Now let’s examine number two – To increase self understanding by healing individuals value their own person-hood and become more knowledgeable and more accurate about self-perceptions.

Do I know myself? Am I worthy? These two questions may seem easy to you, but they aren’t to some. There may be things about the participants that they gloss over, ignore, hide from, or simply deny. Investigating literature and poetry can cause the individual to explore what it really means to be THEM, who they are, from what they are made, or what they have been. Examining literature causes the child to examine themselves. Knowing yourself is important.

And are they worthy? Various individuals may not feel strong in the self-esteem game. They could have bad opinions about themselves because they feel different from others, or perhaps they grew up with toxic individuals who told them they were bad, or unworthy. Taking time to read and respond to the discussion materials gives them self-esteem through proximity, and by feeling better about reading it, discussing it, interacting with their peers, it can cause a change in them and they begin to feel worthy because they know who they are, what they like, and they are affirmed through the program.
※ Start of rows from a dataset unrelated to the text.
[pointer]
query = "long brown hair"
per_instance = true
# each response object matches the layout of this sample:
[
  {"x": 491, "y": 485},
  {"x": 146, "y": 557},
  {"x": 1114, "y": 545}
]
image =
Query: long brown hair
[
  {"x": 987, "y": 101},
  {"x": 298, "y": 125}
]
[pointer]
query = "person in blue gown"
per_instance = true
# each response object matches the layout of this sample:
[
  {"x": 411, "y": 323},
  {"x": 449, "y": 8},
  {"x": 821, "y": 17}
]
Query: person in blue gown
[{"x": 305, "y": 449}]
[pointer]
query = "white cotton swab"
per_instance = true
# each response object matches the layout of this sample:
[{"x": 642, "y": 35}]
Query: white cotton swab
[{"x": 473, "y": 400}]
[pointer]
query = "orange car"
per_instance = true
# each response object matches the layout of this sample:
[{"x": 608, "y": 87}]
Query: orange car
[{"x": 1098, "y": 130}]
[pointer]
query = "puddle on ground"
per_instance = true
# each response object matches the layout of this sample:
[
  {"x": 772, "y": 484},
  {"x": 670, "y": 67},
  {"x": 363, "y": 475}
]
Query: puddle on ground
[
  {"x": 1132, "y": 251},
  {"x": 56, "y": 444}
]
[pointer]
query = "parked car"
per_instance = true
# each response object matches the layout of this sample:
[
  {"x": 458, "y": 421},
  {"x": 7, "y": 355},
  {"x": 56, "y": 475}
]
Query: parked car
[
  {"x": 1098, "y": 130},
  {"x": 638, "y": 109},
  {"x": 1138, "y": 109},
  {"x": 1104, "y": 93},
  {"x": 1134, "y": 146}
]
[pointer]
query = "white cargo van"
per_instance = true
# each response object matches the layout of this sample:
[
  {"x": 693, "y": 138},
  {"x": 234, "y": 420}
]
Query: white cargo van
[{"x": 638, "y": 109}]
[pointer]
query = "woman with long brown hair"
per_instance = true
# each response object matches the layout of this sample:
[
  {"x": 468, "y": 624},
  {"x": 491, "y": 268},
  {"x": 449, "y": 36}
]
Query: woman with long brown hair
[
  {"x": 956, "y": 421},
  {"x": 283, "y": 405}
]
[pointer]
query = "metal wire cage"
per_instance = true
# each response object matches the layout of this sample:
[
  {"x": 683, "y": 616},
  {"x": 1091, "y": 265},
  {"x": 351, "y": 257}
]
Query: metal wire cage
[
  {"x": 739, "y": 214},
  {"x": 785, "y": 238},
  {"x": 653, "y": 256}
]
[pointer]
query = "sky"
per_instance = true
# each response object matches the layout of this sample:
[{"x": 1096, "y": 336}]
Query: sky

There are three ways to achieve this goal:

  1. Self-affirmation by simple response.
  2. Self-affirmation through recollection of the past.
  3. Self-affirmation through opinion giving (Hynes & Hynes-Berry, 1994).

Number one – Self-affirmation by simple response.

  • Participation. It seems easy enough, but simply engaging is a win. Speaking in front of others is difficult for many, and feeling safe enough to do so makes an individual grow. It gives them power.

Number two – Self-affirmation through recollection of of the past.

  • The past is tricky, but it’s ours. We can learn a lot about ourselves by studying from where we’ve come. It can be painful, it can be pleasant, but the act of recalling memories for examination helps us along the path to personal understanding.

Number three – Self-affirmation through opinion-giving.

  • Responding to the material is great for learning about the self. For a participant to form opinions about the text and express them, forces insight, a stepping stone on the path to understanding more about their own “person-hood.”